A couple of weeks ago I saw the movie, Good Night, and Good Luck about CBS News correspondent Edward R. Murrow's battle with Senator Joseph McCarthy in the 1950s. It was an intriguing tale, which to me exemplified the best in journalism, a journalist taking on a despot. Later, I picked up Bob Edwards' (of NPR) book on Murrow called Edward R. Murrow and the Birth of Broadcast Journalism.
After reading the book and learning about Murrow's pioneering work in radio and television news, it got me thinking about what Murrow would think of blogging and podcasting. My guess is that he would have liked them. He always butted heads with the corporate establishment over what he was reporting and I think he would have liked the idea of a publishing platform that was free of the corporate and commercial restraints he was always forced to operate under. He chafed against the idea of journalism as entertainment and would be, I believe, shocked at the current state of journalism, but he would also see promise in the self publishing world of the Internet.

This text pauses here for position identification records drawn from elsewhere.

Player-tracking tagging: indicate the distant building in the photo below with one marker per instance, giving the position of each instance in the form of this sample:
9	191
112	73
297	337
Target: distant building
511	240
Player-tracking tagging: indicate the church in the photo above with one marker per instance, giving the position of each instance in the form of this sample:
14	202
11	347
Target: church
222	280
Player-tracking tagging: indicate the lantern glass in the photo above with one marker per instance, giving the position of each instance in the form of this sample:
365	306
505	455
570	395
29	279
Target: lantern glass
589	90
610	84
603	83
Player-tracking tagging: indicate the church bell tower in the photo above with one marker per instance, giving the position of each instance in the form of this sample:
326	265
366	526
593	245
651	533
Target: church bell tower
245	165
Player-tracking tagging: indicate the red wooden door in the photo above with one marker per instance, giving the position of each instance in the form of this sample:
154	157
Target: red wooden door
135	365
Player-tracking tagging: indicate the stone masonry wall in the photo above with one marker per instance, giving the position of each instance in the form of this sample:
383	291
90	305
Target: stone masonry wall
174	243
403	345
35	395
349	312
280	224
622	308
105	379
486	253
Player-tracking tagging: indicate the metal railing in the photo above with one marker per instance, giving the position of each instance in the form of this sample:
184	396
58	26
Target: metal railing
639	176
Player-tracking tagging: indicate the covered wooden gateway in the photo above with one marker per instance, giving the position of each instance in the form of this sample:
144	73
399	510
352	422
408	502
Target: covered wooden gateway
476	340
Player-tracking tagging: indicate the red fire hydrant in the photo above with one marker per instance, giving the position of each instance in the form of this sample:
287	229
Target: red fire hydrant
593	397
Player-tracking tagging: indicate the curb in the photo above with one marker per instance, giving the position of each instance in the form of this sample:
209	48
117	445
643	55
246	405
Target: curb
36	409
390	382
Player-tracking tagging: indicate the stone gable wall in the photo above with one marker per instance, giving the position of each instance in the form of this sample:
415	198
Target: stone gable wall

One thing, I think, he would have encouraged people to do was to form their own networks of reporters and to get off the computer and do some real reporting. Blogs and Podcasts are too often reactions to the news (mine included), rather than real news with first-hand reporting. Murrow invented the radio news broadcast. He hired a network of reporters during the buildup to World War II and created breaking news, as we know it today. Imagine if bloggers instead of reporting on what we heard went out into the world and worked together to report the news, to be the news.
Edwards reported that print journalists wouldn't even give Murrow the time of day when he arrived in London before the war because they didn't consider him, a radio man, to be a real journalist. A few years later he was the president of the London press organization. Today, bloggers face a similar bias from the mainstream press and from a corporate mindset that fails to see the potential (although that is changing).
I suspect Murrow would have applauded this movement and would have, in his own way, helped define it as a news medium, just as he did radio and later television.